遺言書について

はじめに 〜遺言ってなに?〜

遺言とは、人が自らの死後のためにする最後の意思表示です。

■遺言をするためには、15歳以上に達した者で、かつ意思能力を有することが必要とされています。
■何を遺言することができるかは法律で定められていて、法定遺言事項以外についての遺言の効力は認められていませんが、法的に有効な遺言書がある限り、相続人はそれに従わなければなりません。

遺言の方式 〜どんなものがあるの?何を書けばいいの?〜

遺言の方式には大きく分けて普通方式と特別方式があります。
特別方式の遺言とは死亡危急者の遺言などのことであり、一般の遺言は普通方式で行われます。

普通方式の遺言には、
(1)自筆証書遺言
(2)公正証書遺言
(3)秘密証書遺言

の3種類があり、以下それぞれの要件や特徴について説明します。

(1)自筆証書遺言について

要件

自筆証書によって遺言をするには、遺言者がその全文、日付および氏名を自書し、これに印を押さなければなりません。(民法968条1項)
※代筆されたものやワープロで作成されたものは自筆証書遺言として認められません。
※月日は書いたが年号を書かなかったとか、日に代えて「吉日」と書いたというような場合には、遺言の効力は認められません。

特徴

自筆証書遺言は簡単に作成することができ秘密が守られる一方で、紛失や要件の不備による無効の恐れがあります。

(2)公正証書遺言について

要件

公正証書によって遺言をするには、つぎに掲げる方式に従わなければなりません。

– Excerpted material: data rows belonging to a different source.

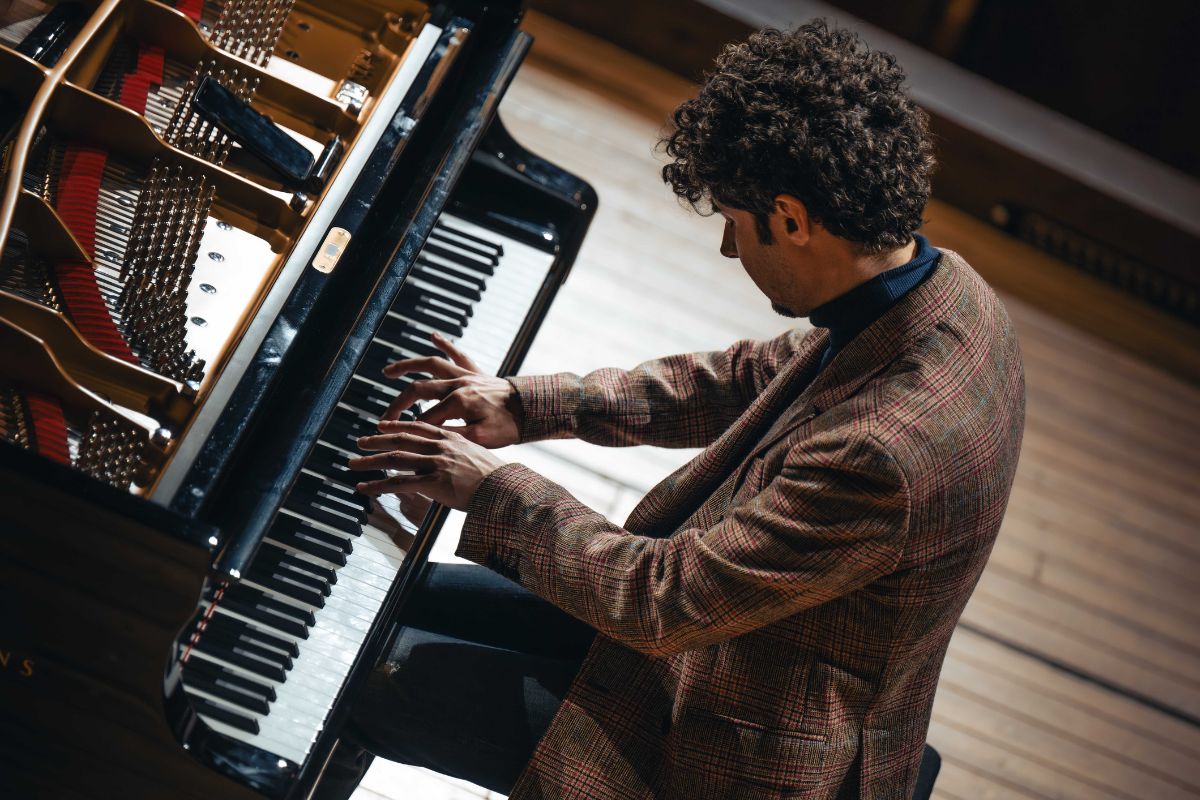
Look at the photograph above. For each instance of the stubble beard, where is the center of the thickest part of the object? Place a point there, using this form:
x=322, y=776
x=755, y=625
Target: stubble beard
x=783, y=311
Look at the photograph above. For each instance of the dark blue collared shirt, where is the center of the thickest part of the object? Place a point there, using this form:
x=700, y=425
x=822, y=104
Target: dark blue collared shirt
x=847, y=316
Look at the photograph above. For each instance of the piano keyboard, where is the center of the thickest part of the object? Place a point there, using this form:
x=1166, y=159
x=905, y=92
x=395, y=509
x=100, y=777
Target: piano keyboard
x=276, y=650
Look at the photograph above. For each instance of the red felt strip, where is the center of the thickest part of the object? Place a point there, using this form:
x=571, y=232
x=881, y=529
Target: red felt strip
x=49, y=427
x=190, y=7
x=78, y=194
x=148, y=73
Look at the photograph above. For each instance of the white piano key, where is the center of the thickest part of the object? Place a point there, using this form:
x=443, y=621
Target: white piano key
x=352, y=609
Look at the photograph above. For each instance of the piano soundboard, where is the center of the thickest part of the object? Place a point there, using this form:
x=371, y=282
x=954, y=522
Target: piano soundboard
x=219, y=221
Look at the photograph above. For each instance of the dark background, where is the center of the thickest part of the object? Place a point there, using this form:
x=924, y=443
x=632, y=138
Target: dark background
x=1127, y=68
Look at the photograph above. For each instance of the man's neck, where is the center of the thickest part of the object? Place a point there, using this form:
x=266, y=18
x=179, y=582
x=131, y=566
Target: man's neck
x=859, y=269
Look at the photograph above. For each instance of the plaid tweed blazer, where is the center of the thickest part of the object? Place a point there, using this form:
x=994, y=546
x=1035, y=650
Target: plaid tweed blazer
x=777, y=611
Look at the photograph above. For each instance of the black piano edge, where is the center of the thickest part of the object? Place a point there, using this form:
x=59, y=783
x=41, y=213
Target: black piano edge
x=71, y=482
x=258, y=500
x=310, y=294
x=567, y=206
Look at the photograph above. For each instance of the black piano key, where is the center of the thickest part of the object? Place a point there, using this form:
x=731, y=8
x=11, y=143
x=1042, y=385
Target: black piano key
x=306, y=545
x=239, y=642
x=228, y=693
x=431, y=276
x=432, y=320
x=333, y=465
x=270, y=619
x=222, y=714
x=313, y=493
x=312, y=531
x=249, y=594
x=333, y=499
x=348, y=425
x=321, y=573
x=460, y=258
x=366, y=397
x=487, y=254
x=354, y=503
x=414, y=295
x=378, y=356
x=235, y=626
x=283, y=582
x=453, y=272
x=459, y=232
x=412, y=341
x=231, y=653
x=219, y=674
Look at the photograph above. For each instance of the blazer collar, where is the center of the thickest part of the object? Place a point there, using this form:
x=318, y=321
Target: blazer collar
x=879, y=344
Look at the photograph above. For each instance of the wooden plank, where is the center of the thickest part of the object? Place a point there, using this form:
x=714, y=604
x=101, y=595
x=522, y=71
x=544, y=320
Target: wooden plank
x=1065, y=493
x=1061, y=639
x=1066, y=731
x=955, y=781
x=1029, y=737
x=997, y=762
x=1139, y=595
x=1097, y=701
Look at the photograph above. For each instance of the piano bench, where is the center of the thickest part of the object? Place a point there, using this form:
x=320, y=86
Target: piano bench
x=930, y=764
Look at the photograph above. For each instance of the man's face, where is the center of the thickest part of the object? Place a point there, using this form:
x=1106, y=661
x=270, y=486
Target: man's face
x=766, y=264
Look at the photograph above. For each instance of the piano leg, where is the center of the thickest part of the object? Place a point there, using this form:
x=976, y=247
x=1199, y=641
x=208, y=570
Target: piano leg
x=455, y=693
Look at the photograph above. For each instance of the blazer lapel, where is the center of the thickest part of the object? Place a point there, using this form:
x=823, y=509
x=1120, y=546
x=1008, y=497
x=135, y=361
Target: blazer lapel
x=870, y=352
x=683, y=492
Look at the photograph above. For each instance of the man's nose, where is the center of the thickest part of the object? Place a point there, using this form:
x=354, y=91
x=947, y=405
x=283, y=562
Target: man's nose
x=729, y=245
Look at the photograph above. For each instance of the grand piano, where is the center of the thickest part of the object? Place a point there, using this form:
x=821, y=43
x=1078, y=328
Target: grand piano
x=219, y=221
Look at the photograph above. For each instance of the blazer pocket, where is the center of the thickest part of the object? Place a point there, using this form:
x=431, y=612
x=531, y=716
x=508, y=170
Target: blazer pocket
x=726, y=757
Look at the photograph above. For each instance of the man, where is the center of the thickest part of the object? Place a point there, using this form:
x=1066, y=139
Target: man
x=772, y=619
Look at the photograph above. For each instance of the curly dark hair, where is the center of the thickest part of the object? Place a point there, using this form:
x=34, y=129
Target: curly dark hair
x=813, y=113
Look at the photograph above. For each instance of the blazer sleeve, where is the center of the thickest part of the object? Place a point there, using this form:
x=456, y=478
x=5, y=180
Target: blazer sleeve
x=682, y=401
x=821, y=529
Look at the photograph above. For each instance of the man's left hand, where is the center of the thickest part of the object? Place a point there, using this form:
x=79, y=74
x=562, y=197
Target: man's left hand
x=445, y=467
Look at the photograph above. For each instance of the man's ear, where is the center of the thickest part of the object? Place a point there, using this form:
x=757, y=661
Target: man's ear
x=795, y=218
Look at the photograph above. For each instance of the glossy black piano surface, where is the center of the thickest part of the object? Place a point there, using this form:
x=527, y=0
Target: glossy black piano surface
x=203, y=633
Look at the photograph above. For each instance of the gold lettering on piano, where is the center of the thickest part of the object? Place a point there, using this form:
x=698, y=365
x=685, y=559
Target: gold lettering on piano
x=331, y=250
x=23, y=667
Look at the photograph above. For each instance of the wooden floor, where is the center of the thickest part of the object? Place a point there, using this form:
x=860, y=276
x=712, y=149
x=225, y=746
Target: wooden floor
x=1075, y=672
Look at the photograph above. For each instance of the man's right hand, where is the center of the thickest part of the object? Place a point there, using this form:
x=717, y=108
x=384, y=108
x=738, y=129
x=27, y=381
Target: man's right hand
x=485, y=403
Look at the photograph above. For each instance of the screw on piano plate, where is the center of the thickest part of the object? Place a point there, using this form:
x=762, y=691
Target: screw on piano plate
x=161, y=437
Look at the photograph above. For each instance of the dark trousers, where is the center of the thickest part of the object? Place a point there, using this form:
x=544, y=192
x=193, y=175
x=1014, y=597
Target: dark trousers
x=471, y=686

(民法969条)
①証人2人以上の立会いがあること。
②遺言者が遺言の趣旨を公証人に口授すること。
③公証人が、遺言者の口授を筆記し、これを遺言者および証人に読み聞かせ、または閲覧させること。
④遺言者および証人が、筆記の正確なことを承認した後、各自これに署名し、印を押すこと。
⑤公証人がその証書は①~④に掲げる方式に従って作ったものである旨を付記して、これに署名し、印を押すこと。
※証人は、遺言者が④の署名・押印をするに際しても立ち会う必要があります。
※遺言者が署名することができない場合は、公証人がその事由を付記して、署名に代えることができます。

特徴

公正証書遺言は遺言の存在と内容を明らかにすることができる一方で、秘密が守られない恐れがあります。

(3)秘密証書遺言について

要件

秘密証書によって遺言をするには、つぎの方式に従わなければなりません。(民法970条1項)
①遺言者が、その証書に署名し、印を押すこと。
②遺言者が、その証書を封じ、証書に用いた印章をもってこれを封印すること。
③遺言者が、公証人1人および証人2人以上の前に封書を提出して、自己の遺言書である旨ならびにその筆者の氏名および住所を申述すること。
④公証人が、その証書を提出した日付および遺言者の申述を封紙に記載した後、遺言者および証人とともにこれに署名し、印を押すこと。
※以上の要件を欠く場合であっても、自筆証書遺言の方式を具備しているときは、自筆証書による遺言として効力を有するものとされています。

特徴

秘密証書遺言は遺言の存在を明確にしつつ秘密が守られる一方で、要件の不備により無効となる恐れがあります。